How to make the function of the planes from the lorenz attractor

Question

How can I make the equation for the planes of the wings of the lorenzattractor, I know that the critical point should be used.

But I don't know how I should make this plane, the figure shows in yellow which plane I want.

Answer 1

The "wings" don't lie in a plane; the predominantly blue portion on the right of your image seems to indicate that clearly. You can linearize the system at the unstable fixed points to figure out how the system behaves like a linear system near those points, though. The plane that I suspect you are talking about is somewhat akin to a tangent plane to a surface.

To do this, first define

$$ \vec{F}(x,y,z) = \left(\begin{matrix} u(x,y,z) \\ v(x,y,z) \\ w(x,y,z) \end{matrix}\right) = \left(\begin{matrix} \sigma(y-x) \\ x(\rho-z)-y \\ xy-\beta z \end{matrix}\right), $$ then compute the Jacobian of this function $$ \frac{\partial (u,v,w)}{\partial (x,y,z)} = \left(\begin{matrix} \partial u/\partial x & \partial u/\partial y & \partial u/\partial z \\ \partial v/\partial x & \partial v/\partial y & \partial v/\partial z \\ \partial w/\partial x & \partial w/\partial y & \partial w/\partial z \end{matrix}\right) = \left( \begin{matrix} -\sigma & \rho-z & y \\ \sigma & -1 & x \\ 0 & -x & -\beta \\ \end{matrix} \right). $$ Next, plug one of the fixed points $(x,y,z)=\left(\pm\sqrt{\beta(\rho-1)},\pm\sqrt{\beta(\rho-1)},\rho-1\right)$ and the parameters you're using into the Jacobian.

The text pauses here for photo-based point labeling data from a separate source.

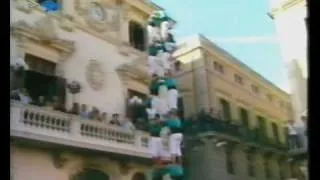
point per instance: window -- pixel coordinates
(230, 161)
(267, 169)
(275, 131)
(40, 65)
(226, 111)
(251, 165)
(255, 89)
(218, 67)
(262, 124)
(238, 79)
(244, 117)
(137, 36)
(269, 97)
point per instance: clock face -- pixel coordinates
(97, 12)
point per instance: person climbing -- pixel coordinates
(155, 146)
(175, 139)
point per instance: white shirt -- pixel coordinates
(292, 130)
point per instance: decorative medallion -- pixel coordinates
(95, 75)
(100, 17)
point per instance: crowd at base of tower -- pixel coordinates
(165, 124)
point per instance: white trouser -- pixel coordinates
(159, 105)
(165, 153)
(163, 92)
(164, 30)
(155, 147)
(165, 57)
(173, 99)
(153, 34)
(154, 66)
(175, 141)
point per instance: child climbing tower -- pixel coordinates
(165, 126)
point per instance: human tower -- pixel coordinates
(165, 125)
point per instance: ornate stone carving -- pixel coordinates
(66, 23)
(22, 31)
(24, 5)
(95, 75)
(101, 17)
(45, 28)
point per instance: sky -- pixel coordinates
(242, 27)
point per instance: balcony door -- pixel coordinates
(244, 115)
(40, 79)
(226, 111)
(262, 125)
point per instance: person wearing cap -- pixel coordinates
(155, 146)
(175, 139)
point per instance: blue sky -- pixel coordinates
(241, 27)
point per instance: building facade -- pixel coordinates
(291, 21)
(248, 141)
(100, 45)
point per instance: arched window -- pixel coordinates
(91, 174)
(137, 36)
(139, 176)
(226, 110)
(230, 161)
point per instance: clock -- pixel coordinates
(96, 12)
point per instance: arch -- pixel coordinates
(137, 35)
(139, 176)
(91, 174)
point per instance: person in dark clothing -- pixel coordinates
(75, 110)
(115, 120)
(40, 102)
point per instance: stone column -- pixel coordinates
(200, 84)
(16, 81)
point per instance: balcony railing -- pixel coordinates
(35, 123)
(207, 124)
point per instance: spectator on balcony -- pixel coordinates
(49, 105)
(127, 124)
(14, 95)
(293, 137)
(214, 113)
(40, 101)
(75, 110)
(103, 117)
(94, 114)
(22, 96)
(84, 112)
(115, 120)
(58, 105)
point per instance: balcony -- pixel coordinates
(208, 126)
(41, 125)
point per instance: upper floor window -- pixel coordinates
(269, 97)
(244, 115)
(255, 89)
(137, 36)
(275, 131)
(226, 110)
(251, 165)
(238, 79)
(267, 168)
(230, 161)
(281, 104)
(218, 67)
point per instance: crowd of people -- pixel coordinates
(297, 133)
(81, 110)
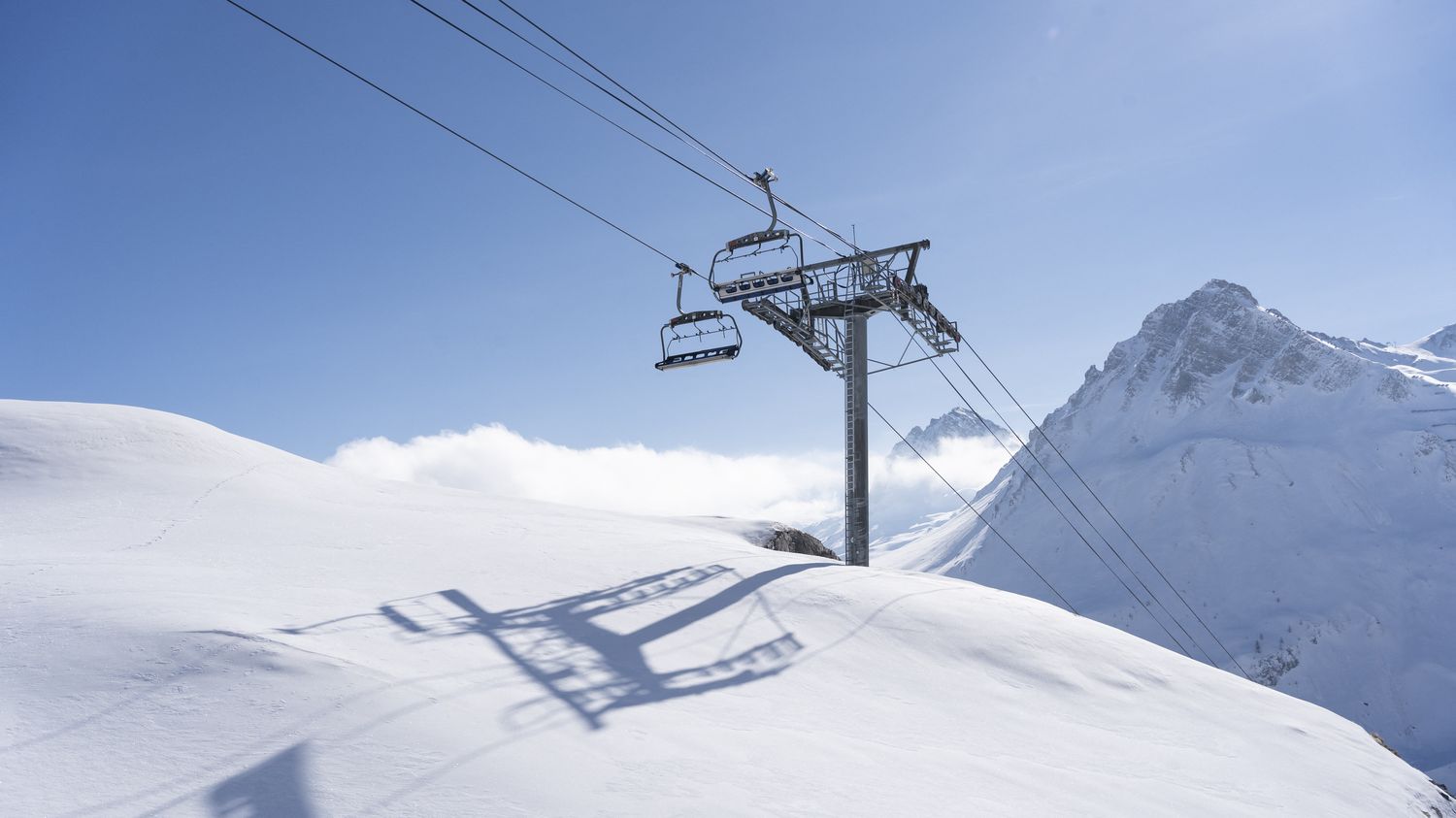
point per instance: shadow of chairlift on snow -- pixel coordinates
(593, 669)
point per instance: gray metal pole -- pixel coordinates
(856, 440)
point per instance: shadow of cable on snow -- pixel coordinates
(567, 648)
(274, 788)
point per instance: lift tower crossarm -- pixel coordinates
(827, 317)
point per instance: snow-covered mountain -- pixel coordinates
(198, 625)
(957, 424)
(906, 495)
(1299, 489)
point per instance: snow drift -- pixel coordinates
(197, 623)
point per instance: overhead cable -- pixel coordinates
(451, 131)
(1109, 511)
(992, 529)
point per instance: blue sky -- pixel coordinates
(198, 215)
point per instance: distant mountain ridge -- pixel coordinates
(960, 422)
(1298, 488)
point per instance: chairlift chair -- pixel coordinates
(769, 241)
(704, 337)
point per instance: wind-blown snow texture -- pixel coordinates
(198, 623)
(1298, 488)
(957, 424)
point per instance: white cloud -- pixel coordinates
(632, 477)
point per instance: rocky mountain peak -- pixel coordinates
(1217, 343)
(958, 422)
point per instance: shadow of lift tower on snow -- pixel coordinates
(593, 669)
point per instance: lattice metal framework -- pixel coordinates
(812, 316)
(827, 317)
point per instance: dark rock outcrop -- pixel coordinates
(785, 539)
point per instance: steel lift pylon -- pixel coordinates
(824, 311)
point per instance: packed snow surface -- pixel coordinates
(200, 625)
(1298, 489)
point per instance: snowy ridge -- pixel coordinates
(957, 424)
(201, 625)
(1299, 488)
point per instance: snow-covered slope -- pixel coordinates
(1298, 488)
(195, 623)
(906, 497)
(957, 424)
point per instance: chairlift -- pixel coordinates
(704, 337)
(771, 241)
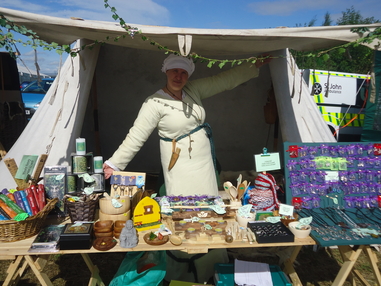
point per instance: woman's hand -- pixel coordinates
(107, 170)
(262, 60)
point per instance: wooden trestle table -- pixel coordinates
(22, 259)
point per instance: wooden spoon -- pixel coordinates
(227, 186)
(239, 180)
(174, 239)
(241, 190)
(233, 192)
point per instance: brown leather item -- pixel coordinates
(104, 243)
(175, 155)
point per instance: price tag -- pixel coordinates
(286, 210)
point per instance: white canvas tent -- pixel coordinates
(97, 95)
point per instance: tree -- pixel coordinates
(352, 59)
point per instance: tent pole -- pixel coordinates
(95, 116)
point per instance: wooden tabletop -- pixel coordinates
(12, 249)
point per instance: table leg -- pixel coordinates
(373, 261)
(350, 257)
(13, 273)
(289, 267)
(37, 268)
(95, 278)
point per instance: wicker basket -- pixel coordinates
(11, 230)
(82, 211)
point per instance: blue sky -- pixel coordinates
(208, 14)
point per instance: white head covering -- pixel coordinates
(174, 61)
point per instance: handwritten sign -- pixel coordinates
(286, 210)
(267, 162)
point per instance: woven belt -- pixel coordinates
(208, 131)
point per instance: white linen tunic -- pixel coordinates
(194, 172)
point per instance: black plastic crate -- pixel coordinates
(266, 232)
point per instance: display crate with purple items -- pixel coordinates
(339, 185)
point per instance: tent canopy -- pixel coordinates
(207, 42)
(97, 95)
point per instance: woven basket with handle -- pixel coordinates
(11, 230)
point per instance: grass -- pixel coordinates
(317, 267)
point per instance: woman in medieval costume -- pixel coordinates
(176, 110)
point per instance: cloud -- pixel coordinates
(287, 7)
(145, 12)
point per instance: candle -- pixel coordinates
(80, 146)
(98, 164)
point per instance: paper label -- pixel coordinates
(267, 162)
(286, 210)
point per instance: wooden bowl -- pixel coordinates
(156, 241)
(125, 216)
(103, 234)
(119, 223)
(105, 205)
(116, 234)
(104, 226)
(287, 221)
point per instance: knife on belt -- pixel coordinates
(175, 155)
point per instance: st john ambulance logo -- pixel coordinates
(317, 88)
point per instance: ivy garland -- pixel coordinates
(8, 41)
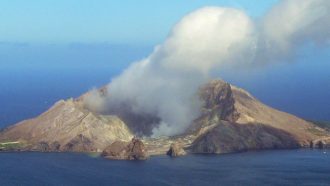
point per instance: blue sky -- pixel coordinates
(142, 22)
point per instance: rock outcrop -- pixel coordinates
(231, 120)
(229, 137)
(175, 150)
(120, 150)
(67, 126)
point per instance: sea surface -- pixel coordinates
(282, 167)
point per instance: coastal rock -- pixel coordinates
(229, 137)
(175, 150)
(120, 150)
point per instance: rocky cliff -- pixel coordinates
(231, 120)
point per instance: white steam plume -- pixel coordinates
(164, 84)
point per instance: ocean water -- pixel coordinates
(282, 167)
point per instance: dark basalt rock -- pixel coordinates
(218, 99)
(119, 150)
(175, 151)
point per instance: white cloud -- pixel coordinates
(165, 83)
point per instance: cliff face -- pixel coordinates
(231, 120)
(71, 127)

Finally, compute the eigen system of the evaluated Jacobian matrix. If all goes well, one eigenvalue should be real and negative, while the other two should be complex conjugates. The real and imaginary parts of the complex eigenvector should be parallel to the plane of rotation of the linearized system. Taking the cross product of those vectors, we can generate the vector shown in the image below:

I emphasize again, though, that the "wing" of the attractor is not contained in a plane.